3 Surprising Positives on Being the Pastor’s WifeBy Stacey Weeks
May 17, 2022
When I tossed out a question to a few fellow pastors’ wives, asking what surprised them about their role in ministry, I admit that I was a bit afraid of what they might throw back. I learned a long time ago that not all surprises are good. I could write a book about all the unexpected and unpleasant shocks I faced as a young ministry wife. I suspect most ministry wives are like me, and they could fill page after page with the details of how they’ve been hurt. The negative is loud. But what about the positive?
When I was feeling particularly down in our early ministry years, a friend (who is not in vocational ministry) shared her observations on the perks of being a ministry family. Her family was young and pinching pennies. So was her pastor’s family. She and her husband were involved and invested in their church family, and they received generous encouragement and help from the congregation. But the pastor’s family received much more merely because their needs were more visible. A kitchen company renovated their kitchen at a discount. Generous friends outfitted their kids for special events. My friend didn’t begrudge this generosity toward her pastor’s family. She wasn’t jealous. She loved them and wanted good things for them. She merely pointed out to me, who felt sour and disadvantaged, that our life comes with hardships and blessings. It was a correction I needed to hear.
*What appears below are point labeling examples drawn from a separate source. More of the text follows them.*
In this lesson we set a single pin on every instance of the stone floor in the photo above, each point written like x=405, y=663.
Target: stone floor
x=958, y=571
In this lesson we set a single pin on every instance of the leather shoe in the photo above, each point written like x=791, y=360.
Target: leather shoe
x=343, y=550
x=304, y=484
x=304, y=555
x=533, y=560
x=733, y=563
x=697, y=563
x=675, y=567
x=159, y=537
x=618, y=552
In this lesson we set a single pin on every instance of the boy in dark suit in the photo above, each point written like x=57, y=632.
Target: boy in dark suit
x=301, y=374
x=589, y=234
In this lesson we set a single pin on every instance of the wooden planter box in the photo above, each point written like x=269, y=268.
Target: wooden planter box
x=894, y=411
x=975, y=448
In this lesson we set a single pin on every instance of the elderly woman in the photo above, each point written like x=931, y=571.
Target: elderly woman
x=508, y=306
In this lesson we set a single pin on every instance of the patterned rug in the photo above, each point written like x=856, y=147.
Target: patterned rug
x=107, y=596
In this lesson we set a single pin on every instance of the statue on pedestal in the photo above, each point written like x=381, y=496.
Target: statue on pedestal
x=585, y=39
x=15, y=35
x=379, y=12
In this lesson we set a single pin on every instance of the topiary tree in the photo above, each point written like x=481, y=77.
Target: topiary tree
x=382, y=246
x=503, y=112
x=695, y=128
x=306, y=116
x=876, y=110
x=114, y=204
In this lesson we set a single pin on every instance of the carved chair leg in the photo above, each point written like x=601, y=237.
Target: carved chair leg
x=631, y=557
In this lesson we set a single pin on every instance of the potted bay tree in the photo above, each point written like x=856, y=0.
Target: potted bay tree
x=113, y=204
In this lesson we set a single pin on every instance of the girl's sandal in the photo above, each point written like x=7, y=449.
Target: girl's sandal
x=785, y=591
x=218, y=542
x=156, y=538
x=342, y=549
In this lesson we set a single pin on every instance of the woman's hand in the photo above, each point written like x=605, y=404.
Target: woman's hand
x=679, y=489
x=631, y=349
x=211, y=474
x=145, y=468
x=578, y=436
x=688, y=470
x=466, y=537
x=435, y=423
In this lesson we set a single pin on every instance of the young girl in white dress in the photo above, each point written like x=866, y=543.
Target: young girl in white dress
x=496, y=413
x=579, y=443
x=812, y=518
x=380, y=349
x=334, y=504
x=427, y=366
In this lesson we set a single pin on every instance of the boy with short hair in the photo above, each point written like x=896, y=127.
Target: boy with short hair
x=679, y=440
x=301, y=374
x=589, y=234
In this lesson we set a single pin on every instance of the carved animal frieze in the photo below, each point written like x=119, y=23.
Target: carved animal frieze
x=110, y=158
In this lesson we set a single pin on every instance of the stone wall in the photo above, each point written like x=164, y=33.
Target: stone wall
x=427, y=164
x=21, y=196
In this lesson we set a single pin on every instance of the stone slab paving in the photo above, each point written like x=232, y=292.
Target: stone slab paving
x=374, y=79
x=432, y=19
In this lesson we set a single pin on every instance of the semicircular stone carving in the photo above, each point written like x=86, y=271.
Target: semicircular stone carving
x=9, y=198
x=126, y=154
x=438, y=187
Not all ministry perks are materialistic (although our family has received much practical help). Some advantages are softer. Quieter. They arrive with less flash but encourage just as powerfully. There is a positive, beautiful, and unexpected side to serving the Lord that speaks at a lower volume than the negative voices. I had to train my ear to listen for it because most of my pre-ministry prep was getting ready for the hard. That preparation was valid and needed; however, there is a time to raise the volume on the good. There is a time not just to acknowledge the blessings that come from our unique role in our churches but emphasize them to encourage others.
You’ve seen over and over that God’s grace is sufficient for you.
We weren’t too long in our first church before we realized just how inadequate we were for the task God had called us to do. We feel this weight in a way few others ever do. “Being confronted with sin in God’s people is hard,” shares one wife, “and we often felt utterly lacking.” But a second surprise hitched to that feeling of inability materialized. God’s grace is sufficient. “Every time we feel unable to meet a challenge, we have learned the hard lesson of going to Him. He always supplies the need—always gives where we are lacking.”